Perhaps as revealed by the slipshod expectations for student learning signaled by their motley standards (albeit with some stellar exceptions), states mostly don’t seem to care whether kids learn this stuff. Though most retain the obligatory high school U.S. history course, and a fair number have a required course (often just a single semester) in civics or U.S. government, rare is the state where schools’ success in imparting this vitally important knowledge, skills, and dispositions to their pupils figures in the their accountability plan. Often there are no statewide assessments or other outcome measures, and when there are, they seldom count. (Okay, yes, students must pass the required courses, but that’s teacher judgment.)
Maybe it wouldn’t matter so much if adult Americans were well versed in their country’s history, governing principles, system of government, and civic institutions—and if they took that knowledge to heart and acted in accord with it. But—I don’t really need to write this sentence!—we have ample evidence, accumulating by the day and week, and faster with every passing month, that that just isn’t so. Unless you haven’t looked at any sort of screen or newspaper in the past few years, you’re well acquainted with this meltdown and the havoc it is wreaking on so much that so many have long cherished about the United States.
Schools alone can’t solve that problem, but what kids learn there can contribute to a much-needed solution. So the EAD team heroically undertook to develop a “roadmap” by which schools (and districts, states, etc.) can reinvigorate history and civics education.
Predictably, this was hard, as much of what divides Americans has its counterpart in K–12 social studies. “Action civics” versus “how a bill becomes a law.” Skills versus knowledge. “1619” versus “1776.” “Wars, presidents, and other great men” versus “the history of the oppressed and victimized.” I could go on.

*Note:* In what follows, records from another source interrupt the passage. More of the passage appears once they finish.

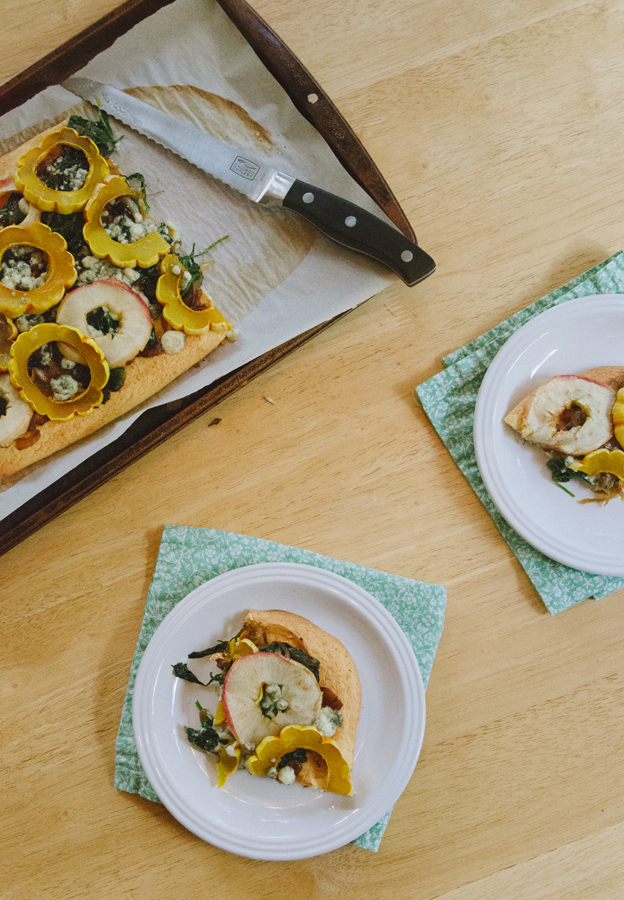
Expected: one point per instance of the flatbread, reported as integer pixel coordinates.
(145, 375)
(337, 672)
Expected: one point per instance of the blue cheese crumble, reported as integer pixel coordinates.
(64, 387)
(16, 272)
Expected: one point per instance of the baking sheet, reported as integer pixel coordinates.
(274, 277)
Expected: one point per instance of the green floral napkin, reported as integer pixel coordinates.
(188, 557)
(449, 400)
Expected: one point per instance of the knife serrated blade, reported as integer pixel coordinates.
(339, 219)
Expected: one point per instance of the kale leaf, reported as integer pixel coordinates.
(193, 267)
(561, 474)
(181, 670)
(295, 653)
(205, 738)
(102, 321)
(100, 132)
(11, 214)
(69, 226)
(221, 647)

The EAD team strove to enlist a wide range of participants as they sought a middle ground. They also finessed the toughest questions by posing their entire new “roadmap” as a series of questions that kids should wrestle with and be able to answer rather than trying to prescribe answers to those questions. The questions are really good—and eighteen-year-olds who possess informed and thoughtful answers to them will be well prepared for citizenship in the American democracy. But the roadmap is a long way from an actual curriculum.
That’s left to states, districts, schools, and teachers. Thus the hard work that lies ahead. The EAD team also had to finesse some of the stickiest “who does what” questions. They avoided telling states to build history and civics into formal accountability structures for schools or students. They avoided prescribing the many enormous changes that will have to occur in teacher preparation. They sketched a very limited role for the federal government, though one that may bring its own culture wars as, for example, NAEP frameworks for assessing these subjects get revised and one that could metastasize in worrisome ways if some of EAD’s friends on Capitol Hill get their way.

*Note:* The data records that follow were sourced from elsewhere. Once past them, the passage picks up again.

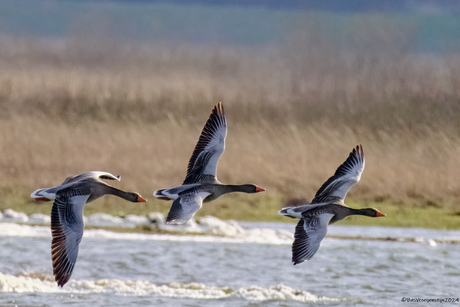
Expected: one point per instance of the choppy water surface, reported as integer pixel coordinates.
(249, 266)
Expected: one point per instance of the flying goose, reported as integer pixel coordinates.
(326, 208)
(67, 215)
(201, 184)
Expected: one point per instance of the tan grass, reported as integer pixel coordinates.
(139, 114)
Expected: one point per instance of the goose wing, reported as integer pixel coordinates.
(91, 174)
(345, 177)
(309, 233)
(185, 207)
(67, 232)
(209, 148)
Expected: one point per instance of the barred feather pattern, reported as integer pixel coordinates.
(345, 177)
(213, 134)
(67, 232)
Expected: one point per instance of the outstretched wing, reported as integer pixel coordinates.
(309, 233)
(185, 207)
(209, 148)
(345, 177)
(67, 232)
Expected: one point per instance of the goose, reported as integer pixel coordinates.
(67, 215)
(201, 184)
(326, 208)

So there’s no dreaded “national curriculum” here, at least not yet, and that avoids a lot of problems for the time being. But neither is there a curriculum here (!), much less an energy source to push and coordinate all the moving parts that need to move together. Documents like this are, of necessity, predicated on so many individuals, organizations, and institutions changing their present practices. Perhaps most worrying, the changes sought by EAD cannot happen at scale without a skilled and well-educated teaching force that is dedicated to breadth and balance, equipped with a rich and robust curriculum, and capable of delivering it. The EAD team knows this, but nothing within their power will cause a seamless silken duvet to replace today’s patchwork quilt. So this elegant roadmap and its many supporting documents and supporters become, inevitably, something of an aspirational exercise that starts a conversation, even as we know that getting K–12 education back into the business of citizen-making is a long-term enterprise. EAD supplies plenty of thoughtful advice to all concerned, yet today our K–12 system is ill-equipped to deliver on all those things.
That’s why my admiration and bullishness for what the EAD team has achieved must be tempered by my shaky confidence that it will make the difference that American education needs.